Since Music III (the first programming language for digital audio synthesis developed by Max Mathews in 1959 at Bell Labs) and MUSICOMP (the first music composition language developed by Lejaren Hiller and Robert Baker in 1963), research in music DSLs has been very active and innovative. Today, programming languages like Csound, OpenMusic, Max, Puredata, Faust, or Supercollider, to name only a few of them, are routinely used as a creative means by electronic musicians and avant-garde composers.

This talk is a discovery journey into the field of the audio and music DSLs and through its historical evolution. It will end with a presentation of Faust (Functional Audio Stream), a synchronous functional programming language specifically designed for high-performance real-time signal processing and synthesis. Thanks to several semantic and symbolic techniques, the Faust compiler can generate highly optimized scalar or parallel code for a variety of languages, from C++ to LLVM-IR.

CnC: A data and control flow language for high performance computing
Kathleen Knobe, Intel, Massachusets.
Get the slides.

CnC (concurrent collections) is a parallel language in the sense that its goal is parallel execution but in fact a CnC program does not indicate what runs in parallel. Instead, it identifies what precludes parallel execution. There are exactly two reasons that computations cannot execute in parallel. If one computation produces data that the other one consumes, the producer must execute before the consumer. If one computation determines if another will execute, the controller must execute before the controllee. So CnC is not a dataflow language. It is more of a data and control flow language. It is closer in philosophy to the PDG (Program Dependence Graph) intermediate form than to other parallel programming languages.

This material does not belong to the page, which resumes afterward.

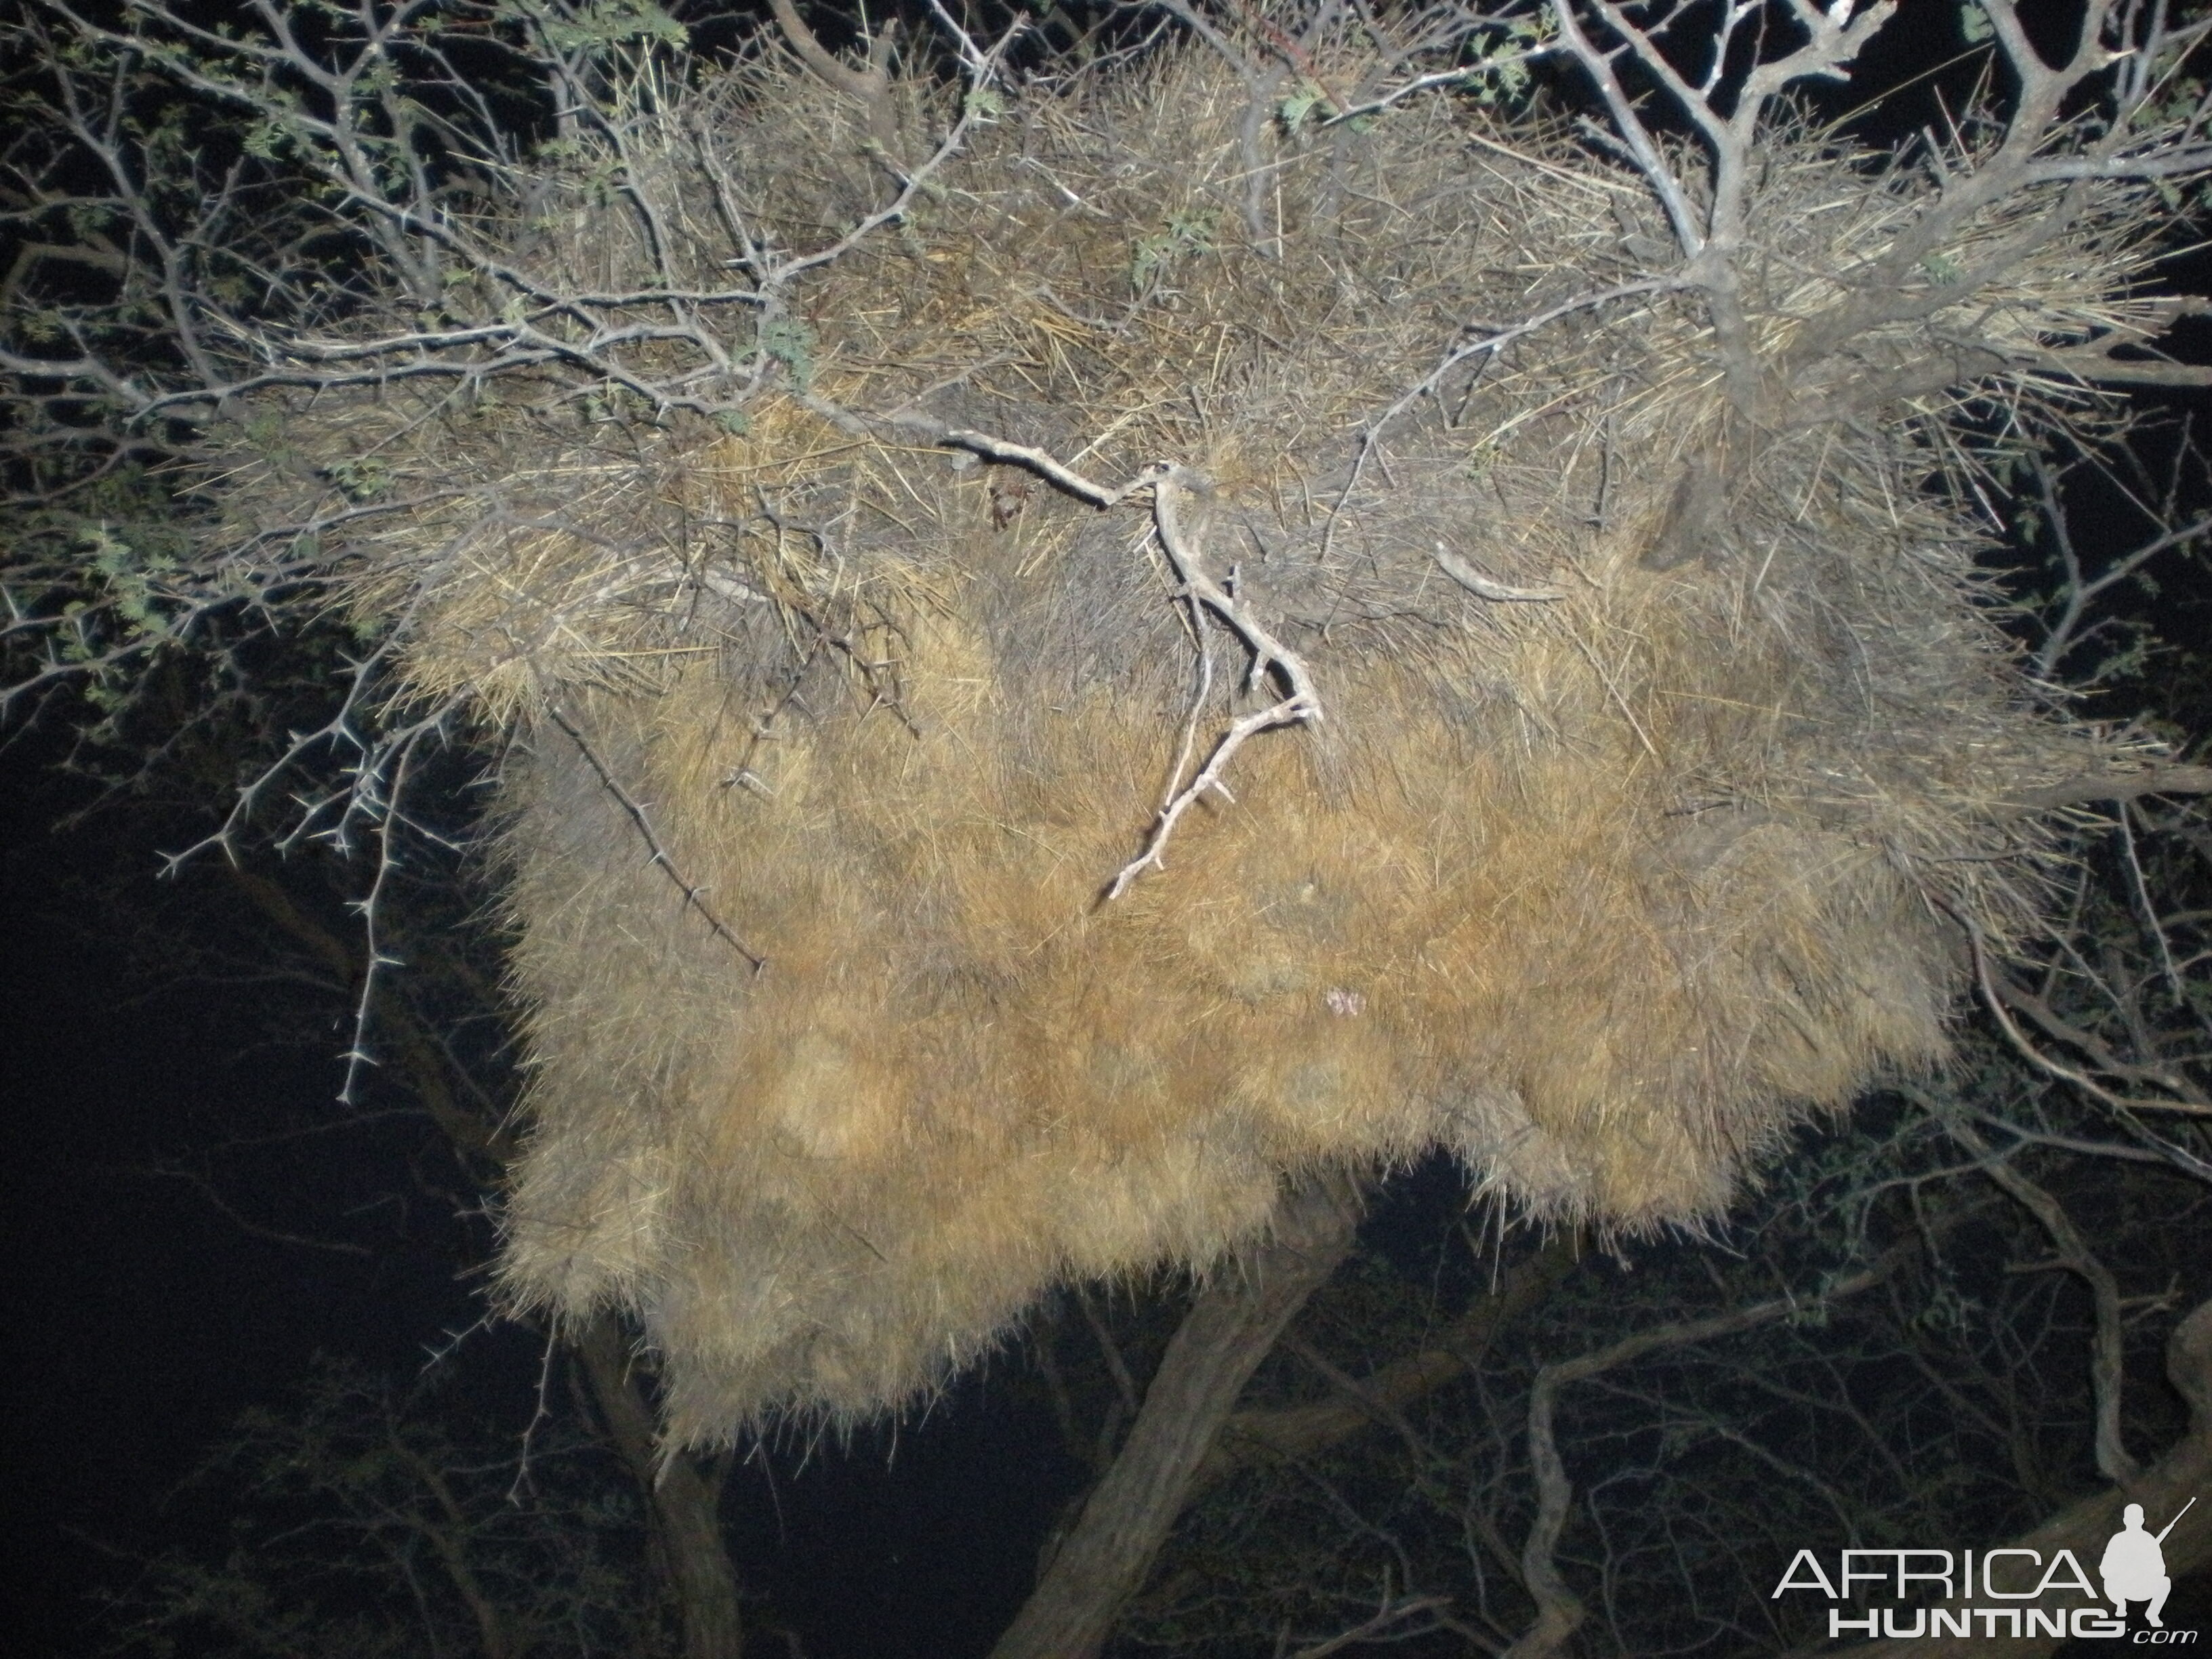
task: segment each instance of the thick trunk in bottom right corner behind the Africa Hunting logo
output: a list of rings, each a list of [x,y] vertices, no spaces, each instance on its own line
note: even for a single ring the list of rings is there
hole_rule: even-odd
[[[2048,1564],[2053,1551],[2073,1551],[2075,1559],[2095,1575],[2104,1557],[2104,1544],[2119,1531],[2121,1509],[2141,1504],[2150,1517],[2150,1531],[2159,1531],[2161,1517],[2172,1517],[2190,1498],[2192,1509],[2166,1537],[2166,1575],[2179,1584],[2199,1566],[2212,1562],[2212,1303],[2205,1303],[2174,1327],[2166,1347],[2166,1374],[2174,1389],[2190,1402],[2190,1431],[2159,1462],[2139,1473],[2126,1486],[2108,1486],[2095,1498],[2062,1509],[2033,1533],[2015,1537],[2017,1548],[2031,1548]],[[2079,1597],[2073,1597],[2079,1601]],[[2053,1595],[2037,1606],[2057,1606]],[[2110,1613],[2110,1604],[2101,1604]],[[2141,1604],[2135,1604],[2141,1613]],[[1849,1648],[1840,1659],[2035,1659],[2057,1652],[2055,1637],[1986,1637],[1975,1628],[1971,1637],[1920,1637],[1902,1641],[1874,1641]]]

The initial motivation was to indicate the minimum constraints on program execution. This maximizes efficiency by maximizing flexibility. It also supports portability because these constraints are based on the application, not on the platform. A nice benefit of explicit specification of scheduling constraints is that the tuning process can be isolated. This isolation can have real productivity implications.

The talk will present CnC, the CnC tuning language, distributed CnC, analyses and optimizations, support for resilience and the CnC runtime.

Domain-specific abstractions and performance portability
P. (Saday) Sadayappan, Ohio State University.
Get the slides.

Recent trends in architecture are making multicore parallelism as well as heterogeneity ubiquitous. This creates significant chalenges to application developers as well as compiler implementations. Currently it is impossible to achieve performance portability of high-performance applications from a single version of a program – different code versions are necessary for different target platforms, e.g., for multicore CPUs versus GPUs.

A promising approach to performance portability, i.e., “write once, execute anywhere,” is via identifying suitable domain-specific abstractions and compiler techniques to transform high-level specifications automatically to high-performance implementations on different targets. This talk will discuss efforts to develop performance-portable compiler techniques for domain-specific abstractions.